Any element of the form $$\sum_{k=0}^\infty a_k t^k$$ is invertible if and only if $a_k \neq 0$; if $a_0=0, a_1 \neq 0$, the inverse will take the form $$\sum_{k=-1}^\infty b_k t^k$$ This justifies the fact that the field of fractions of $\mathbb{Q}[[t]]$ (denoted $\mathbb{Q}((t))$) is the ring of formal Laurent series:
$$\sum_{k=-n}^\infty a_k t^k$$ for some integer $n$.
EDIT: I'm no longer satisfied with this answer. What I've written above is just fine if you consider $\mathbb{Q}[[t]]$ just as a ring of formal power series, not trying to evaluate any element of it (by replacing $t$ by the relevant transcendental number).
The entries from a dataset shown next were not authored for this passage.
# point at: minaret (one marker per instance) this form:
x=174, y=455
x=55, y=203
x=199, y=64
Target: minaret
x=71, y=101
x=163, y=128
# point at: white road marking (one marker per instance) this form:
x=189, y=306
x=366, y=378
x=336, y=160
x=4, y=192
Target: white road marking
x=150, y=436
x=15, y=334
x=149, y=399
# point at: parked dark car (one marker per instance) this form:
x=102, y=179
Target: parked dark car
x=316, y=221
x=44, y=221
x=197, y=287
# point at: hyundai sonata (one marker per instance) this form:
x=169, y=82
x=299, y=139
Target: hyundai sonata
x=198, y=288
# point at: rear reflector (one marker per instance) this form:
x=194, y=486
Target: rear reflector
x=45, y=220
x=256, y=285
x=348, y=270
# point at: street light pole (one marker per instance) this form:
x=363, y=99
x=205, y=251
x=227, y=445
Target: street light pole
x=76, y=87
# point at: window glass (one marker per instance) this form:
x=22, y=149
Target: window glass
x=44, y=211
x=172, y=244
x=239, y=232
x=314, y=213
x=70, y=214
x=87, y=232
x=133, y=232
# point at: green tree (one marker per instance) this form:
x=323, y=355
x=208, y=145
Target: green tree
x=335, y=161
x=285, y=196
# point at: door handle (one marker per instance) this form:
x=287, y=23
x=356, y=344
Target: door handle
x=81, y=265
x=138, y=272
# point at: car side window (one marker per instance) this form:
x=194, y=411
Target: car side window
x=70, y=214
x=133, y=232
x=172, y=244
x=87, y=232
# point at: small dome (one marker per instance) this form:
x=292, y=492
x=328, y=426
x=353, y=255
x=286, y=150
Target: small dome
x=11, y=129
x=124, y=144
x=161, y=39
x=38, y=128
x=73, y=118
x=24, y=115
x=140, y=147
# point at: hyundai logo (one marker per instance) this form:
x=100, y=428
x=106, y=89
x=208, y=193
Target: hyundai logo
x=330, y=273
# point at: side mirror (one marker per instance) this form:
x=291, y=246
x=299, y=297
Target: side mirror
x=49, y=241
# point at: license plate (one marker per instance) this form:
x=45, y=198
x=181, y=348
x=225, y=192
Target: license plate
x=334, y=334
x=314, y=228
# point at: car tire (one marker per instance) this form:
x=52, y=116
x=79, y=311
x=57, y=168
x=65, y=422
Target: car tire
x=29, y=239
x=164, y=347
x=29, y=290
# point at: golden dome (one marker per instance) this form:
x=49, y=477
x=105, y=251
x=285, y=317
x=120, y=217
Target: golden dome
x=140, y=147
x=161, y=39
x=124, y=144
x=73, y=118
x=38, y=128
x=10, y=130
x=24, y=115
However, many of these series will not converge - pick, say, $a_k = \pm 1$ for something that goes to $\pm \infty$, or $a_k = (-1)^k$ for something that oscillates. The elements of this field don't live in the real numbers - they live on their own, as formal power series. Now, if you restricted this field to those series that do converge, I find it likely that you'll get all of $\mathbb{R}$; just pick a sequence $a_k$ as follows: Have $a_0$ agree with your target real number for the first digit, have $a_0+ta_1$ agree for the first two digits, and so on... and then, we'll have many different power series that go to the same real number! But then you can, for instance, set an equivalence relation, so that if they go to the same real number they're considered the same power series, and then we're just back to $\mathbb{R}$ again.
The question you really seem to want answered, though, is "Can we have a proper subfield of $\mathbb{R}$ that contains both $\mathbb{Q}$ and a specific transcendental $t$?" To which the answer is yes, and this field is denoted $\mathbb{Q}(t)$ (this is not your notation - it refers to the field of fractions of polynomials in $t$). We get this by forming the polynomials in $t$ (unlike the above power series, these can always be evaluated), and then making fractions with them; I described the explicit process for forming this field in an earlier revision, but it's really not that important here. Now, we do have $\mathbb{Q}(t) \subsetneq \mathbb{R}$ - and similarly for any finite set of transcendentals, we have $\mathbb{Q}(t_1,t_2,...,t_n)\subsetneq \mathbb{R}$.